Introduction - What's a PBM?

As part of the final year of study for a degree in Diagnostic Radiography, the students have to arrange a three week clinical placement in a hospital of their choice. The placement is intended to give the student an opportunity to investigate an area or aspect of diagnostic radiography that he/she finds particularly interesting. The module is assessed by means of the student writing a reflective journal about his/her learning experience during the placement and also a poster presentation demonstrating key learning points from the placement, i.e. applying theory to practice. To achieve this each student must set some learning objectives that are professionally relevant to the chosen area of interest.
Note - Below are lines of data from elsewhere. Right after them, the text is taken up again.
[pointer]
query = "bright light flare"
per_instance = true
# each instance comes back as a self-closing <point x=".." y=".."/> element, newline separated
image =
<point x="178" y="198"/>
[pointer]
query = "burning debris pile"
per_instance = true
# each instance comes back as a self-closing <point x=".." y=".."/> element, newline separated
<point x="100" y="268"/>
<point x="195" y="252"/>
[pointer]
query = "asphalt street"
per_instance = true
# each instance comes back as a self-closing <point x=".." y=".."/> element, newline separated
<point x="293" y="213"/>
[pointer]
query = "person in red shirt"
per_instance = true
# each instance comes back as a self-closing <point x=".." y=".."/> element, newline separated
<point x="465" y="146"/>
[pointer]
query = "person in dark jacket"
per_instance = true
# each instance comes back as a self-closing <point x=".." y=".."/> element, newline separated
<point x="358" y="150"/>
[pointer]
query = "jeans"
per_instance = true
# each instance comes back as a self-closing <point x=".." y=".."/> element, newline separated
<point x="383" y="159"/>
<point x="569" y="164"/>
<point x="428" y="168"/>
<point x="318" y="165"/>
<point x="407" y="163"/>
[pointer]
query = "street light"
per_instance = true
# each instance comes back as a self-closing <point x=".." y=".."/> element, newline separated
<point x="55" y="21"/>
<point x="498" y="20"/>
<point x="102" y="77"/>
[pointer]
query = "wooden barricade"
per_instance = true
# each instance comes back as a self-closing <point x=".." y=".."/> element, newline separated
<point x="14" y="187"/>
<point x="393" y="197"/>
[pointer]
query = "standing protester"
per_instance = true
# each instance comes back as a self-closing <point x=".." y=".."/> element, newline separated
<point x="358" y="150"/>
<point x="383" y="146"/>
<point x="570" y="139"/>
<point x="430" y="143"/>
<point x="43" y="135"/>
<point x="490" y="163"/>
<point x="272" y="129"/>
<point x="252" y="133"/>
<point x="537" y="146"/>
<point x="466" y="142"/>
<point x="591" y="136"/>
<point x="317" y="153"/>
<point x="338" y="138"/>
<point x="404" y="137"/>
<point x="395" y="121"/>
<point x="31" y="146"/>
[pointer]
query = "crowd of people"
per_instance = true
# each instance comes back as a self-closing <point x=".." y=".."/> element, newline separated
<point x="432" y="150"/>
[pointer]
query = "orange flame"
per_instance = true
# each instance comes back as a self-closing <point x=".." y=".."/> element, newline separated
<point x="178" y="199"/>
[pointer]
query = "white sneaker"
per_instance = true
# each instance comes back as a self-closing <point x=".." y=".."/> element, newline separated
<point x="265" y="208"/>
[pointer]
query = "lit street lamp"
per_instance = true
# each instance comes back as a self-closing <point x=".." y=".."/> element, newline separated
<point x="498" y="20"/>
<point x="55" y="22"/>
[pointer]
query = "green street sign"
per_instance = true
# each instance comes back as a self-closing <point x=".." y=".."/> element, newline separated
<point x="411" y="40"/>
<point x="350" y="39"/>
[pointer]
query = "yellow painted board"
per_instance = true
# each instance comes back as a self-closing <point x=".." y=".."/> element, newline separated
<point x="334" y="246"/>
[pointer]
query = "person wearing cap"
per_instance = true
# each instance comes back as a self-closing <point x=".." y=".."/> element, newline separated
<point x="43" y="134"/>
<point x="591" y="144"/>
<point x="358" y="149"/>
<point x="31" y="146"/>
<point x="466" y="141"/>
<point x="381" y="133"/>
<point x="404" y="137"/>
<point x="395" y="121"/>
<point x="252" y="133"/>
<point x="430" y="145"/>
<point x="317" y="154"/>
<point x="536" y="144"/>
For my PBM, I have chosen to investigate the management of a patient suffering a fracture of the neck of femur. I have chosen my placement within a large, teaching hospital in the Midlands. In the interests of confidentiality the hospital, department, staff or patients will not be identified. My objectives for this module are as follows:
1. To explore the different types of fractures associated with sub-capital fracture and how a patient may present
2. To examine different treatment & management options for a patient with a fractured neck of femur
3. To investigate the different types of prosthesis used for fractured neck of femur

Friday, September 14, 2007

Protocols & Techniques

On Thursday morning I managed to image two NOF 's and thought it might be informative for you eager readers to know what actually happens. Here goes...

For trauma to the neck of femur department protocol at my PBM hospital is that first an anteroposterior (AP) of the pelvis is undertaken (see image below). The image should include the whole of the pelvis (including both hip joints), upper third of each femur and soft tissue outlines. All neck of femur trauma should be carried out on the trolley that the patient arrives on and if the injured limb is externally rotated it must not be moved.

When looking at the image the radiographer compares the injured side with the uninjured side. He/she assesses for normal trabecular pattern and that the cortex is intact. The pubic rami is also carefully assessed as if it is fractured it can mimic the sign and symptoms of a femoral neck fracture.

If a fracture is suspected then the department protocol states that a horizontal beam lateral of the affected hip should be undertaken. It also states that a pre-operative chest x-ray is undertaken at the same time if the patient is over 70 years old. The chest x-ray is to assess the patients health prior to operating.

Horizontal Beam lateral

When a fracture is suspected a second view must be achieved. With a trauma patient the affected leg cannot be moved so a horizontal beam lateral is performed. So what's involved? The standard procedure at this hospital (in A&E) is to use an air gap technique using the erect automatic exposure grid (AED). The patient is supine on the trolley with the affected limb extended (see diagram below). The trolley is positioned so that the median saggital plane (MSP) is 45 degrees to the cassette in the erect bucky. This brings the the neck of femur parallel to the cassette. The unaffected limb is raised onto a support so that it is not in the way of the primary beam. Apparently, the air gap between the patient and the cassette reduces radiation scatter to the resulting image and also helps reduce the radiation dose to the patient. To compensate magnification of the object to film distance, the distance between the cassette & the tube is increased to 180 cm. The standard exposure used is 105 kVp with some radiographers adjusting the mAs to -1 or -2. If manual settings are used then the average exposure setting is 90 kVp & 120 mAs. The horizontal ray is centered through the crease of groin to the middle of the cassette, midway between the anterior and posterior soft tissue of the thigh. A filter is used to optimise overall image density. One particularly important thing to note is that positioning for a horizontal lateral hip can be challenging as most patients are old & infirm and that they should be treated in a respectful & compassionate manner. For instance, the patient I x-rayed on Thursday was an elderly female who commented how 'undignified' she felt when her unaffected leg was raised onto the support. As such it's important to remember the patients’ dignity when undertaking this image, especially if the patient is of the opposite sex.

The resulting image (see below) should include upper 2/3rd of NOF with a clear view of acetabulm.
So there you have it, an overview of what the protocols are at my PBM hospital & what's involved.